Court adjourns murder case against Bitta Karate
Srinagar, May 23
A Srinagar court on Monday adjourned the hearing of a case against Farooq Ahmad Dar, alias Bitta Karate, accused of killing Pandits during the armed insurgency in the 1990s.
The case was adjourned until June 7 as both the petitioner and their counsel didn’t appear before the court.
Advocate Utsav Bains, who is appearing for the petitioner, has decided to move to the High Court of Jammu and Kashmir and Ladakh for seeking the transfer of the case by citing “security reasons”.

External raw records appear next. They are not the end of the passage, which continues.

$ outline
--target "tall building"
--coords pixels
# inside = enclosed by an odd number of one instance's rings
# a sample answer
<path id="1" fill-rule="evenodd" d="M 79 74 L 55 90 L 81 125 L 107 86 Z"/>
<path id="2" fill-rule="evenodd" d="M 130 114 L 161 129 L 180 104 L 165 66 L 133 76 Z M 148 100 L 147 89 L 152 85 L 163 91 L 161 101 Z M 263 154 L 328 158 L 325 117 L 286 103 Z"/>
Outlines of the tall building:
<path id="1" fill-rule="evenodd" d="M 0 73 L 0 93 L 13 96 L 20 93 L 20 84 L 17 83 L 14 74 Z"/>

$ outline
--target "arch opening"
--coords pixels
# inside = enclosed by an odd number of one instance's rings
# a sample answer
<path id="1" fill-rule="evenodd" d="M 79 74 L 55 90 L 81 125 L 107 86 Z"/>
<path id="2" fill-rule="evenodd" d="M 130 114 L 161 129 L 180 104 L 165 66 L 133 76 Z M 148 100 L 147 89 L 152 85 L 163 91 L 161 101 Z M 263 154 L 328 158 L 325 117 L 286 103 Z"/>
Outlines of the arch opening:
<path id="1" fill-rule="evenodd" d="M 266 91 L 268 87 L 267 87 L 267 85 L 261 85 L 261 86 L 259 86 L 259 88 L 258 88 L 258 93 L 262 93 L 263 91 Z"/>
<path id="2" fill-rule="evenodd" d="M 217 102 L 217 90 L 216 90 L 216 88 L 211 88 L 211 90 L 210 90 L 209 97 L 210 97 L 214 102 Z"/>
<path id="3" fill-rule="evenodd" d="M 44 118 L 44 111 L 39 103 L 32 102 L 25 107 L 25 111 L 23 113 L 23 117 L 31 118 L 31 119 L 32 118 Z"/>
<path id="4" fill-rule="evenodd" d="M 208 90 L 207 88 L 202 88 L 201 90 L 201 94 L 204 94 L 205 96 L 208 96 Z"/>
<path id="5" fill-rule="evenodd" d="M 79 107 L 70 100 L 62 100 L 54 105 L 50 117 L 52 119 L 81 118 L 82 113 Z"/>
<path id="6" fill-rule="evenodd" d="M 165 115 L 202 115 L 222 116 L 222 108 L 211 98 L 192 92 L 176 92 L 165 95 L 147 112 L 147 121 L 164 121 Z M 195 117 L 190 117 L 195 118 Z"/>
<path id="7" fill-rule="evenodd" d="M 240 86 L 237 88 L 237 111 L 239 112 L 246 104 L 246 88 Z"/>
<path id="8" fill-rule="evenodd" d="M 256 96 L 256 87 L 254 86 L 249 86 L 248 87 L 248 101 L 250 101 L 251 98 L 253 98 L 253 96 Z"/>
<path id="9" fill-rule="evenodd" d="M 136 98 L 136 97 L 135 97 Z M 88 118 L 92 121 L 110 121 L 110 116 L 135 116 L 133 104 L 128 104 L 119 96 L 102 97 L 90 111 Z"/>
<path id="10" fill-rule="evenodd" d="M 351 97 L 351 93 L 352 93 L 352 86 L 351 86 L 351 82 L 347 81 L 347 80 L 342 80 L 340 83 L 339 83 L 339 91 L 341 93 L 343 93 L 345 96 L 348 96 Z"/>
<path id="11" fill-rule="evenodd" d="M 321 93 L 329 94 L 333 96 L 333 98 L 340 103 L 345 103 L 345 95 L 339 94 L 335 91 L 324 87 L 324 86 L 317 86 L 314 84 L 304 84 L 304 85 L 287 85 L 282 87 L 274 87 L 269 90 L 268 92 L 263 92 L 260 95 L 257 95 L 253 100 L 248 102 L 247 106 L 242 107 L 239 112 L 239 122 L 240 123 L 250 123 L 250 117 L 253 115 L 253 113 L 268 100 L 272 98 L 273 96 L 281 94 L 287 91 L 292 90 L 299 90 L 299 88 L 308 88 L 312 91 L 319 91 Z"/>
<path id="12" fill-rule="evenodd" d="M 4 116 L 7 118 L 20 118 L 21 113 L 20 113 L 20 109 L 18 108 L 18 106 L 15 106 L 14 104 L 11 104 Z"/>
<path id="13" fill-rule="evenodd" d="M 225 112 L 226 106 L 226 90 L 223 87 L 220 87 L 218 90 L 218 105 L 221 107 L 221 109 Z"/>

The counsel of the family of Satish Tickoo, who was shot dead on February 2, 1990, in Habba Kadal locality in Srinagar, filed the plea for adjournment of the case after he accused the J-K police of failing to provide him security. However, police denied the accusation.
Of the four hearing dates, Bains appeared in the first hearing when the judge had asked the rival counsels to prepare formal documents to contest in the court.
Karate as well as JKLF chief Yasin Malik are in Delhi’s Tihar Jail on charges of funnelling funds from Pakistan into terror activities in Kashmir. The NIA arrested Karate in 2017 and Malik in February 2019.
Karate was initially arrested in 1990. He had admitted on camera to having killed 20 Pandits on the orders of the JKLF leaders. He later denied it, saying he gave the statement under duress.
In 2006, Karate was released for lack of evidence and “disinterest” of the prosecution.